Beresh claims that Adam's behaviour before the arrest was "a reaction to the systemic racism that his people have suffered for a long time, and that is a part of what agitated him." Beresh continued, "He, as the leader, feels that he has to stand up and make the statement,"
"If you're bothering me as the leader, what is happening to those people that have no voice?"
Adam said blood was pouring from his mouth and and that he had to fight to maintain consciousness while the officer continued to strike his back.
"Every time our people do wrong … [the RCMP] always seem to use excessive force and that has to stop," said Adam to reporters. "Enough is enough."
Adam said that if he weren't a member of a minority group, then he wouldn't have been subjected to the violence. Adam called the incident part of a broader pattern across Canada of police harassing minorities.
The video of the incident as well as the photo of Adam's battered face have brought much attention to the issue of police brutality in Canada.
Adam has been charged by the RCMP with one count of resisting arrest and one count of assaulting a peace officer.
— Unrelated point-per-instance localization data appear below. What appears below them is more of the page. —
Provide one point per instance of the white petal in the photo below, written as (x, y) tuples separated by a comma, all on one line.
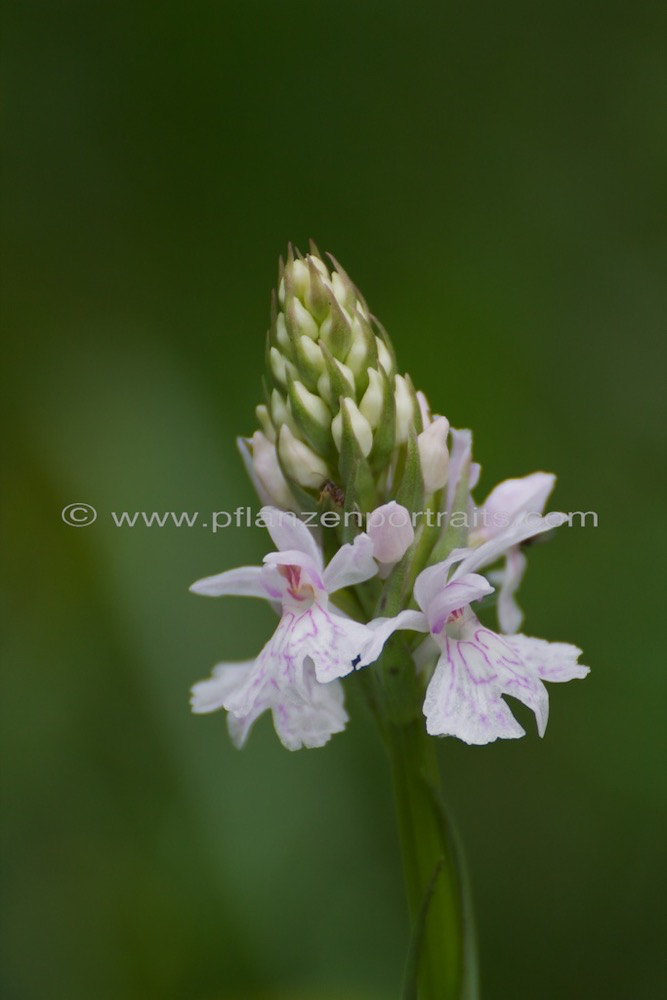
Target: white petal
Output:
[(552, 661), (462, 701), (211, 694), (517, 496), (382, 628), (352, 564), (455, 595), (464, 697), (332, 642), (246, 581), (289, 532), (432, 580), (525, 526), (310, 720)]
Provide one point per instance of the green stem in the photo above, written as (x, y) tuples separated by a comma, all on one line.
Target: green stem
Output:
[(432, 879)]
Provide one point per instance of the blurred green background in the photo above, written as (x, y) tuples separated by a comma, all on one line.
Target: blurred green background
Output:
[(490, 175)]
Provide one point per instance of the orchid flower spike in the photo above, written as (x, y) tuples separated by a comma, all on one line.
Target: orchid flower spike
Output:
[(296, 675), (476, 666)]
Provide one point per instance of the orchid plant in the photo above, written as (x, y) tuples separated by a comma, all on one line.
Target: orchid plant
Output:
[(381, 557)]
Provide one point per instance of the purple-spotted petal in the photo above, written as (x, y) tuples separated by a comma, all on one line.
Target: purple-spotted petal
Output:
[(552, 661), (382, 628), (332, 642), (463, 700), (289, 532), (475, 671), (246, 581), (352, 564), (310, 718), (454, 596)]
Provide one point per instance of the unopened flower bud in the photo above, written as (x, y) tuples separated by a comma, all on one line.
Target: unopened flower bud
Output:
[(261, 462), (391, 531), (372, 402), (264, 418), (300, 321), (300, 462), (424, 408), (281, 368), (311, 355), (312, 404), (280, 413), (323, 347), (434, 454), (405, 411), (384, 356), (345, 380), (360, 427)]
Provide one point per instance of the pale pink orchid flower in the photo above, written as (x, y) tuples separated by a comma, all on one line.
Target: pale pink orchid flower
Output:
[(296, 675), (508, 502), (476, 666)]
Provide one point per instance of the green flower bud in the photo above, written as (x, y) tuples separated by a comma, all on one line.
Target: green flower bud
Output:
[(373, 401), (361, 428), (336, 407), (299, 462), (405, 412), (264, 419)]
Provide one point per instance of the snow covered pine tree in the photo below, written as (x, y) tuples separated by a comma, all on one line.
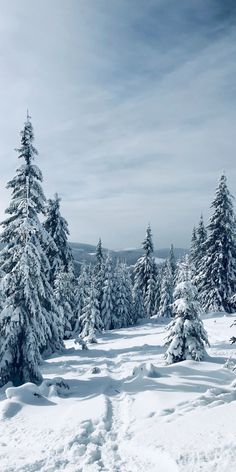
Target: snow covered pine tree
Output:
[(217, 272), (29, 320), (108, 313), (123, 301), (90, 320), (62, 273), (186, 334), (166, 295), (99, 271)]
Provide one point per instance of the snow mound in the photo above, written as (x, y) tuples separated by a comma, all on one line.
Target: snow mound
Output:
[(146, 370)]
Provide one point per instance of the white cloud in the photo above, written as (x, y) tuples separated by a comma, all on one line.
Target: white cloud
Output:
[(133, 107)]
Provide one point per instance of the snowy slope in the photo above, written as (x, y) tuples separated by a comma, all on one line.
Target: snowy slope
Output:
[(132, 413)]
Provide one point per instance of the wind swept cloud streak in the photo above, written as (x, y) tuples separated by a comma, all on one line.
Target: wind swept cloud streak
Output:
[(133, 105)]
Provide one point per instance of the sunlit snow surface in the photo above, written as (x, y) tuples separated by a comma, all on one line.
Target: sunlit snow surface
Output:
[(124, 410)]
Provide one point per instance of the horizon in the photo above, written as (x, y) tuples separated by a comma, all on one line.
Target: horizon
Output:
[(133, 108)]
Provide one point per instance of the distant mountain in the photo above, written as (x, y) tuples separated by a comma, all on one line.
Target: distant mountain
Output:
[(86, 252)]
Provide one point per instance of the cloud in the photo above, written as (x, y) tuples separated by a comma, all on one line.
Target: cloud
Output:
[(133, 105)]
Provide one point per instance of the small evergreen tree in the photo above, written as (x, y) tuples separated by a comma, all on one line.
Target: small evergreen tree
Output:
[(145, 268), (149, 301), (29, 320), (65, 295), (57, 227), (83, 290), (197, 253), (157, 291), (193, 256), (217, 271), (166, 298), (123, 301), (90, 320), (62, 273), (108, 313), (99, 271), (186, 335), (172, 261), (138, 310)]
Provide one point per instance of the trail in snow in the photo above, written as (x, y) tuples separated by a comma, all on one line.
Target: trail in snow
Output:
[(124, 410)]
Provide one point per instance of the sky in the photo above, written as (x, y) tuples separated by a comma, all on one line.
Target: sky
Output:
[(133, 104)]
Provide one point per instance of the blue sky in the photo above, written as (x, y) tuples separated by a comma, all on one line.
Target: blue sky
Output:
[(133, 105)]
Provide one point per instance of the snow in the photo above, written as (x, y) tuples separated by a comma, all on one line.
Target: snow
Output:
[(119, 408)]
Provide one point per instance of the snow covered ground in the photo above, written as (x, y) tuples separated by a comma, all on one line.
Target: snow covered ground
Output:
[(124, 410)]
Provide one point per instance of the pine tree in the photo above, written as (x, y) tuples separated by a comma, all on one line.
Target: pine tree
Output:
[(29, 320), (108, 313), (62, 274), (157, 291), (217, 271), (193, 256), (123, 301), (186, 335), (167, 286), (145, 268), (99, 271), (66, 297), (91, 322), (149, 300), (172, 261), (57, 227), (138, 310), (83, 290)]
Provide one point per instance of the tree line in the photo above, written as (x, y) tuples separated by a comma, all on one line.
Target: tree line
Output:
[(43, 301)]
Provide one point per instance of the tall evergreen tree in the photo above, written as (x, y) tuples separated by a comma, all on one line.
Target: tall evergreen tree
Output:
[(62, 274), (145, 269), (123, 300), (149, 300), (57, 227), (172, 261), (157, 291), (66, 296), (29, 320), (186, 335), (99, 271), (201, 237), (217, 272), (166, 298), (138, 311), (193, 255), (83, 290), (108, 313), (90, 320)]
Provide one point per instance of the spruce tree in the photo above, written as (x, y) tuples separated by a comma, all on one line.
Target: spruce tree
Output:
[(90, 320), (138, 311), (57, 227), (66, 296), (193, 255), (99, 271), (62, 274), (83, 290), (157, 291), (186, 335), (217, 271), (172, 261), (123, 300), (149, 300), (166, 296), (29, 319), (145, 269), (108, 311)]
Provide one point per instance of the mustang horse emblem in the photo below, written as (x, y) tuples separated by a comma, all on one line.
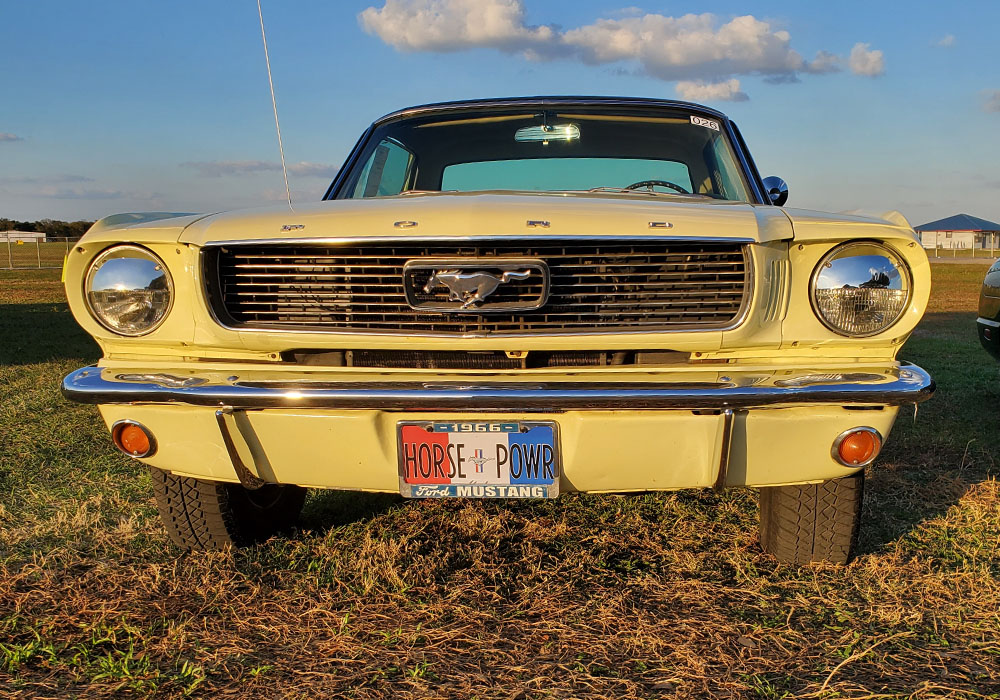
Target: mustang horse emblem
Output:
[(471, 288)]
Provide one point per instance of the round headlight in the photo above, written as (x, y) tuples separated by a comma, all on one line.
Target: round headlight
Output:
[(860, 289), (128, 290)]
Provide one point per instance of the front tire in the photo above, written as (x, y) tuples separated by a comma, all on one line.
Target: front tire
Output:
[(815, 522), (200, 514)]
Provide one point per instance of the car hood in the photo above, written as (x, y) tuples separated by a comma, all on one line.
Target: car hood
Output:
[(450, 214)]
Adam is scheduled to appear in court on July 2.
Senior RCMP officers reviewed the dashcam footage and determined that the officers' actions during the arrest were reasonable "and did not meet the threshold for an external investigation."
However Alberta's director of law enforcement has since asked the Alberta Serious Incident Response team to conduct their own investigation as criminal allegations have been made by Adam and his lawyer towards the arresting officers.
"We have obviously all seen and been deeply alarmed by the pictures that Chief Adam shared," said Prime Minister Trudeau on Monday. Trudeau said he vows to bring forth "significant, concrete and rapid measures" to address systemic racism in Canada's policing.
Alberta's commanding officer of the RCMP has publicly denied that there is systemic racism in Canada's policing. Deputy Commissioner Curtis Zabocki also said he didn't believe the issue was systemic in Canada during a news conference in Edmonton, however he later said, "We all acknowledge that racist individuals can be anywhere throughout our society and institutions — and we have acknowledged that organizationally in the RCMP."